A clear problem of the code above is that it requires to read a file twice; it counts the number of lines first then bootstraps them following a multinomial distribution. Because it needs to read the file twice, it does not work on stream inputs.

Is there a way to bootstarp samples while you read a file only once? According to some literatures, an algorithm called “Poisson bootstrap”  does this job. Instead of sampling with multinomial distribution of size=N (N is the total number of samples), you can approximate the number of occurrence of an item by Poisson distribution of lambda=1.  This means that the bootstrap procedure is approximated by sampling each item n times while reading lines and drawing n from a Poisson distribution.

```import sys
import numpy

for line in open(sys.argv, "r"):
cnt = numpy.random.poisson(lam=1)

if cnt == 0:
continue
else:
for i in range(cnt):
sys.stdout.write(line)
```

This simple, but powerful code (it’s even simpler than the reservoir sampling code) does the approximated bootstrap while reading a file only once.

I could not fully understand the mathematical justifications of this procedure, but if you are interested, there are several papers discussing about the properties of Poisson boot strap. For example, Hanely&MacBibbon(2006) or Chamandy et al. (2012). (I think the first paper is more approachable than the second one.)
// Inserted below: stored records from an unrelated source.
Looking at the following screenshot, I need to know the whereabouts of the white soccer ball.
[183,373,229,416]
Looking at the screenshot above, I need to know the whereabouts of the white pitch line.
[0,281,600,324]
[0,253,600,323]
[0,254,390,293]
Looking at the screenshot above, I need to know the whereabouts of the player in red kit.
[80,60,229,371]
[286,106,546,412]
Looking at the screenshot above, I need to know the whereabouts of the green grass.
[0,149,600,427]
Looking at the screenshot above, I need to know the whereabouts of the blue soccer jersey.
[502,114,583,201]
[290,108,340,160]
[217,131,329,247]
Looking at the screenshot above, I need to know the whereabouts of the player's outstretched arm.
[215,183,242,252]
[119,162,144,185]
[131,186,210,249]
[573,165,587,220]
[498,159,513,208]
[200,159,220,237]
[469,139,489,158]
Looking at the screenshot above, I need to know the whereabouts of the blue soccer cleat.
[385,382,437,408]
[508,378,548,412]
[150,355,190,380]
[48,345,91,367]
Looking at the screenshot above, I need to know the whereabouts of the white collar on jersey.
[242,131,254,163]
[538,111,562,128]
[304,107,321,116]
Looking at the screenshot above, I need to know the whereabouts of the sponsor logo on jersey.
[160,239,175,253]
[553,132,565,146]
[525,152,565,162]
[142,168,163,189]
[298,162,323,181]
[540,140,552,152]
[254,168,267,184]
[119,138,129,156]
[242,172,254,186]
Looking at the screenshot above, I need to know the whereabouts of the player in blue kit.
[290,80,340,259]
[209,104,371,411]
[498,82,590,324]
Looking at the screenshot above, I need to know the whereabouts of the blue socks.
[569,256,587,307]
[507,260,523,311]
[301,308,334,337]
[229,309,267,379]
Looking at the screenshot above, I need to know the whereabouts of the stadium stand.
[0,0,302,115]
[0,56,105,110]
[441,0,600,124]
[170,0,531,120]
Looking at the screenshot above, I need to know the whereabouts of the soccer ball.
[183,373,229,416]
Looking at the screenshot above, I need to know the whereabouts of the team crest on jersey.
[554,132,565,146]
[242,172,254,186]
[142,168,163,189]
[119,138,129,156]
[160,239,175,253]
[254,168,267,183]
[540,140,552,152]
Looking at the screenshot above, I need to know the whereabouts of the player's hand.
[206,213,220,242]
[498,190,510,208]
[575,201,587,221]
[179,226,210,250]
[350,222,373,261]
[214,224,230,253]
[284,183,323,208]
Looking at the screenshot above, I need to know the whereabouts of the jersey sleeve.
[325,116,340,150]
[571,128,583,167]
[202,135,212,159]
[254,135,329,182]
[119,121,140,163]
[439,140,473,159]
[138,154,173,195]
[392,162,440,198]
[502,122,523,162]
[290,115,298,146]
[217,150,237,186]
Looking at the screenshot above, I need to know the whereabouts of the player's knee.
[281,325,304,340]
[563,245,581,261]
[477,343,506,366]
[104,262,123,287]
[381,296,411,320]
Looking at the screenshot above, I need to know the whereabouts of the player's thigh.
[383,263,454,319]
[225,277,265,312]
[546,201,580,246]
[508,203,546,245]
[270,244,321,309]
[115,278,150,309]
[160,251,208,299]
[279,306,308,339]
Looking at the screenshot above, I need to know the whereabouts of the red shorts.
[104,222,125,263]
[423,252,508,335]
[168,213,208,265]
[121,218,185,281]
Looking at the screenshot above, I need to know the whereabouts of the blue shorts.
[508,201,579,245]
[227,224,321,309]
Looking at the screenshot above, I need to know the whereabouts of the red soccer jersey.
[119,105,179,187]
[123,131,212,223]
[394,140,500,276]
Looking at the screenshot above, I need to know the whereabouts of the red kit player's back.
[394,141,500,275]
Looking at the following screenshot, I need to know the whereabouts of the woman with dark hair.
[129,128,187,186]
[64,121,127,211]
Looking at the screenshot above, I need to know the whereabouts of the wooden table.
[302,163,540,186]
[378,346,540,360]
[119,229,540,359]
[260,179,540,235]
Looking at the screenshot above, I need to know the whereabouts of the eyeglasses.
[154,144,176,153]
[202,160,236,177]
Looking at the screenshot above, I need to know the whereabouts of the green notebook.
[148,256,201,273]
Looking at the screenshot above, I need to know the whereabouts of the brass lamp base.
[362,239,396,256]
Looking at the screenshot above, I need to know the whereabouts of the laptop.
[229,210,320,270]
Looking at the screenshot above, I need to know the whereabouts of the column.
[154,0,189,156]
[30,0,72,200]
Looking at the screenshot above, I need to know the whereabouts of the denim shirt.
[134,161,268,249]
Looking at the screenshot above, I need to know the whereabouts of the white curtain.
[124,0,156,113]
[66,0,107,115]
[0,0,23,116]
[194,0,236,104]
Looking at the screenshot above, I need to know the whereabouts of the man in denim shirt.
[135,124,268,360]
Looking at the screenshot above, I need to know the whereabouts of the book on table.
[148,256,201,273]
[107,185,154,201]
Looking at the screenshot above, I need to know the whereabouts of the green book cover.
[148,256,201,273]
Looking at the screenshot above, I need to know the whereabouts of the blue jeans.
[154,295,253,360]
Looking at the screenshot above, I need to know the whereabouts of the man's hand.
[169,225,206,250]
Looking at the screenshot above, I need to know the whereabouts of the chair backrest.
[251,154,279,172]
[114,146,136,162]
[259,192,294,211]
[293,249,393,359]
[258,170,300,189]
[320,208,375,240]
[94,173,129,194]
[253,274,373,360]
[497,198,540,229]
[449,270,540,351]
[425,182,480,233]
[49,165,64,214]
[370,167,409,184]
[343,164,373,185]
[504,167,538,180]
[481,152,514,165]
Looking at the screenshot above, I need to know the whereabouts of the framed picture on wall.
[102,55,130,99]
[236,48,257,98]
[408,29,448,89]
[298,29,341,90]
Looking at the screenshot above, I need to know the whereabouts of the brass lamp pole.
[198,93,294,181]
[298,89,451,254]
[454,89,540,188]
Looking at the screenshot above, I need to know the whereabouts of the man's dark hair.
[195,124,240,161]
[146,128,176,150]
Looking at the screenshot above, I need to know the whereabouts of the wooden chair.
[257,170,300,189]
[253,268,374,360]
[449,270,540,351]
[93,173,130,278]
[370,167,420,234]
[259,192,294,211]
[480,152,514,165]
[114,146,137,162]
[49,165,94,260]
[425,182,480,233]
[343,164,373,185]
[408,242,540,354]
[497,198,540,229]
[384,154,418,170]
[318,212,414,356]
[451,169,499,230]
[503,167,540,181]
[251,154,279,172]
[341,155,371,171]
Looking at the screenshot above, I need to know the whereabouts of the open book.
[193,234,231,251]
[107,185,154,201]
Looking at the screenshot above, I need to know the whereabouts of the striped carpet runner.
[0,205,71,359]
A disadvantage of this code is you can not sample a fixed number of samples. Bootstrap replicates have different numbers of samples, which probably introduces extra variances to the bootstrap estimates. However, according to  the papers above, the variation of sample size will be negligible when the sample size is huge.

I just generated bootstrap replicates of 100 and 10000 samples with three algorithms above, and checked how many times each sample is sampled. The three algorithms appears to be identical when the sample size is large (N=10000). (Dashed line is the expected number of count with Poisson distribution.) while the variation is not quite negligible when sample size is 100. This Poisson bootstrap procedure appears to be particularly useful when you need to resample very large data. It gets closer to the true bootstrap as you have a larger number of samples.